A module is a struct with a hash table (called obarray) holding the symbol => variable(containing a value) mapping, representing the (private) symbols defined in the module.

The public interface is implemented by creating another module, stored in the %module-public-interface private variable of a module. Exporting a symbol copies the variable from the module's obarray to the obarray of the %module-public-interface.

LilyPond implements variables in .ly files using GUILE modules: each namespace is implemented as a module. Inheritance is implemented by importing other modules, eg.

f.ly:

#(define a 1)

% displays the module holding the binding for a #(display (current-module))

% in preparation for \layout, all symbols are exported

\layout {

% shows a new module
#(display (current-module))

% current module has done 'use-module' on the outer module,
% so `a` resolves
x = #(+ a 2)

% this shows 3.
#(display x)

}

All symbols in .ly files are public, and this is achieved by exporting all symbols explicitly when a new scope comes into play.

The session mechanism (introduced in commit 9eb1eba8 ("Issue 2872: Provide define-session and define-session-public commands", Oct 1, 2012) stores the state of initialization .scm and .ly files, just before starting the parse of the user-supplied .ly files. This provides protection against modifying definitions in .scm files, and saves the effort of parsing init .ly files for each .ly on the command line over and over.

The session mechanism achieves this by

  1. for first .ly file: storing the contents of the current module (ie. the scope in the parser) in the variable lilypond-declarations, which is private to the module for lily.scm

  2. for second and further .ly files: copying variables from lilypond-declarations into the parser scope.

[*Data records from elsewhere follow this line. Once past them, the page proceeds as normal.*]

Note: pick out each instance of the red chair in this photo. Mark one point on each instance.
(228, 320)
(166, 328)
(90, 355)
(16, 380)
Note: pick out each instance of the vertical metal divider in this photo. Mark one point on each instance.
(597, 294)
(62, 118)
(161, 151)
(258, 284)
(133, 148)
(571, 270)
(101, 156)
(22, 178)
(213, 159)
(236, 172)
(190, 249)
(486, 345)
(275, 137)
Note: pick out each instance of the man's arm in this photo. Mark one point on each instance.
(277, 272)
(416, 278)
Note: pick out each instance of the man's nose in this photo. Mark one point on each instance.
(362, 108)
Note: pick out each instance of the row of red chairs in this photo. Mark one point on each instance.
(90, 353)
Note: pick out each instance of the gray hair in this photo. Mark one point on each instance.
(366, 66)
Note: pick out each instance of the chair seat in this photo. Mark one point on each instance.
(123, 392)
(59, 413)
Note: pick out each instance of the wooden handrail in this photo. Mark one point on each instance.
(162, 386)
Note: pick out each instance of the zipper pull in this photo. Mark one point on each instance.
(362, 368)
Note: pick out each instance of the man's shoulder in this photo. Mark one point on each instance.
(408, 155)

Unfortunately, it also stored the %module-public-interface from the first .ly's scope into the scopes for subsequent files.

As a result, the toplevel scope for each .ly file got the public interface from the first file. Since the public interface was shared, settings would leak across files, eg.

file1.ly x = "hello!" #(display x)

file2.ly

\layout {
  #(display x)
}

would successfully display "hello!" twice when running

lilypond file1.ly file2.ly

For correctly written files, this is normally not a problem, as you'd have to define each symbol before use (thereby overwriting previous settings), but in a multi-file settings (such as the regtest), the definitions would retain memory across files, leading to "Parsed object should be dead" messages.